How to achieve greater sexual harmony in your marriage

This part of spousal love must be cultivated, just like a life of prayer.

Despite the message our society sends, our sexual lives leave a lot to be desired. "It is natural for a couple to encounter problems in this area, as in any other, but it would be wrong to tolerate them," says Nathalie Loevenbruck, marriage counselor specializing in Christian couples. “Of course, there are times when partners have more difficulty adjusting their rhythm and desires. But sex has to be taken very seriously, ”he says.

The union between two spouses embodies a much deeper communion than words. Renouncing sexuality, instead of solving the problem together, will distance the two partners and contradict their vocation to become "one flesh" (Mk 10: 8). The lack of affection and intimacy will have to be compensated elsewhere. Apart from adultery, infidelity can manifest itself by working late, investing excessively in social activism or even with addictions. But not everyone can immediately achieve this intimacy together. The sexual life of a couple is an investment that requires both skill and desire. Sexuality must be constantly cultivated and refined like the life of prayer.

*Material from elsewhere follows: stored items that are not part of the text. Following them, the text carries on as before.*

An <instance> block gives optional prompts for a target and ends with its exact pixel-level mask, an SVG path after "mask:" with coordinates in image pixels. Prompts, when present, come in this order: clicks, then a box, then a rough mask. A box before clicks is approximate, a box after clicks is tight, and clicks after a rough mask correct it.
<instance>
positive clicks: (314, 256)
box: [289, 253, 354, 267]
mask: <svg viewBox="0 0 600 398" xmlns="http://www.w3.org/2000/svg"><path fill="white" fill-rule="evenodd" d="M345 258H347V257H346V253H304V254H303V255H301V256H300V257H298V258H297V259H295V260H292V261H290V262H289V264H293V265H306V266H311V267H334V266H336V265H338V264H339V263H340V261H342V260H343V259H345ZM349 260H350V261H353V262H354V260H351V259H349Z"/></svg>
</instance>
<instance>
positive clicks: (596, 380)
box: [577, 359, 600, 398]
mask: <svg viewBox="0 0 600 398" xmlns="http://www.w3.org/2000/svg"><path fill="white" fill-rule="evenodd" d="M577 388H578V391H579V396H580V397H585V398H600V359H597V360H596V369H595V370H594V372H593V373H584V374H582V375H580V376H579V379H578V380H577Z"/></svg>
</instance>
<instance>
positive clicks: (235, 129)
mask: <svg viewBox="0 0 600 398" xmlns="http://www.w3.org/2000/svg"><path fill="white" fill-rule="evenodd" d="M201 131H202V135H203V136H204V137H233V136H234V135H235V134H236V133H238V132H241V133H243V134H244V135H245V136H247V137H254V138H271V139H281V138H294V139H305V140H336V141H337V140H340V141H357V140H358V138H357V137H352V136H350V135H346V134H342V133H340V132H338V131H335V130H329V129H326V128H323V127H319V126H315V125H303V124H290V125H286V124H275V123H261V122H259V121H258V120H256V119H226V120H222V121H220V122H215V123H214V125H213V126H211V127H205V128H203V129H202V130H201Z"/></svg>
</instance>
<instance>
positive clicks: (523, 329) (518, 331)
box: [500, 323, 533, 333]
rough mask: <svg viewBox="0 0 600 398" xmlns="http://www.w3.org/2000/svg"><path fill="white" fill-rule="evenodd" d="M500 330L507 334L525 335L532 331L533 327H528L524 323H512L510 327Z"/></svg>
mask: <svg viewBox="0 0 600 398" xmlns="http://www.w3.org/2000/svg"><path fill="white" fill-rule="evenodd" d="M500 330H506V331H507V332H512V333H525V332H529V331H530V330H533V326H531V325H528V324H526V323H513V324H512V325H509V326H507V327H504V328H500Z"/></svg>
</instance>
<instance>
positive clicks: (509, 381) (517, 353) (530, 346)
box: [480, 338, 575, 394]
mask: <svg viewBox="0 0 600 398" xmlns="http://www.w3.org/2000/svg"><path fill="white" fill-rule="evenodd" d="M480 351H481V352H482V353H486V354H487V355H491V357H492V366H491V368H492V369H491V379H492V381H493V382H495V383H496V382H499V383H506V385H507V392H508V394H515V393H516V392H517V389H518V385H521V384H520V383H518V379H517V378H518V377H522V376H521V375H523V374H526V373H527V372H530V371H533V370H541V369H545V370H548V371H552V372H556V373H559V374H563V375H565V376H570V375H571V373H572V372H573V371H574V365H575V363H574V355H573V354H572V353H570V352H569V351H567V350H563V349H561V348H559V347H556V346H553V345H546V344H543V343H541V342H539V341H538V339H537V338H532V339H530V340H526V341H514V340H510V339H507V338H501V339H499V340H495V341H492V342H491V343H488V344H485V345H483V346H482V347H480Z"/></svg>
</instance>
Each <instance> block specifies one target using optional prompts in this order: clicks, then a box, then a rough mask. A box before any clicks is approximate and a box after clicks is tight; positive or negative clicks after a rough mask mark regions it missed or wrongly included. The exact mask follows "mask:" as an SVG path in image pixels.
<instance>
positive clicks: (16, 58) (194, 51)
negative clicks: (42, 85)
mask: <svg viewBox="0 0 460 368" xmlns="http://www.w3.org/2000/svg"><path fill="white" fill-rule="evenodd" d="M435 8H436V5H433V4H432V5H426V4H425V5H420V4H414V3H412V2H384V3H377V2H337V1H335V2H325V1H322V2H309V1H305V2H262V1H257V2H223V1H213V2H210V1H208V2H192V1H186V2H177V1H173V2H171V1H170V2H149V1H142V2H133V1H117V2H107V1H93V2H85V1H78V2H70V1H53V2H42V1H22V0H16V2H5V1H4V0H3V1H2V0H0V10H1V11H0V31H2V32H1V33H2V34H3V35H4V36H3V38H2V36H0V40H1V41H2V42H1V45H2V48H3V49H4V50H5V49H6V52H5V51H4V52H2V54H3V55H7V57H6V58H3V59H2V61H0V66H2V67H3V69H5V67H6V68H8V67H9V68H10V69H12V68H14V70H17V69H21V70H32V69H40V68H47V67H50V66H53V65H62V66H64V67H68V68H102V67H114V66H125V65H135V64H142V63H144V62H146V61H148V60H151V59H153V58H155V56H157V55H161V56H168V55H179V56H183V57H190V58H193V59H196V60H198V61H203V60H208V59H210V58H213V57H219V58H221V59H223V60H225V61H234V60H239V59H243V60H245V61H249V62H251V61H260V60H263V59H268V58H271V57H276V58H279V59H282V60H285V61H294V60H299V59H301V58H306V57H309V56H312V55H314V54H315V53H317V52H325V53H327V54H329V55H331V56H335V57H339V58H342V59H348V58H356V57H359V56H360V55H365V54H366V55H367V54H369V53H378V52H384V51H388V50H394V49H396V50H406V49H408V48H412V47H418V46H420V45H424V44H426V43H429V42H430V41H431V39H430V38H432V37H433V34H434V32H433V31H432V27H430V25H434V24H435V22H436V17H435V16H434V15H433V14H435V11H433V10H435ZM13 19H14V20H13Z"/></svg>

Problems that make the heart suffer

Loevenbruck strongly insists on the importance of an honest and delicate approach to listening to each other and identifying problems. Lack of interest can have several emotional and psychological causes: lack of self-esteem, wrong notions of sexuality, childhood trauma, health problems, etc. If nothing works, there are always other ways to show love and tenderness. We shouldn't give up.

“Because we Christians have the great opportunity to know the One who accompanies us on the path to [freedom], says Loevenbruck, indicating a large body of works of the Catholic Church. There are, for example, the writings of St. John Paul II, which have helped to remove the inhibitions of generations of worshipers, suspicious of all "sexual" things.

When everything fails, Loevenbruck asks the spouses to consider how the difficulties they face make them suffer. This allows them to develop and express compassion for each other. "Humbly recognizing problems and loving each other despite them is progressing towards the joyful kind of love consisting of patience, sacrifice and acceptance," he says. It is a humble gesture of abandonment. But it is strengthened by growing trust in others and in God, which can help achieve sexual harmony.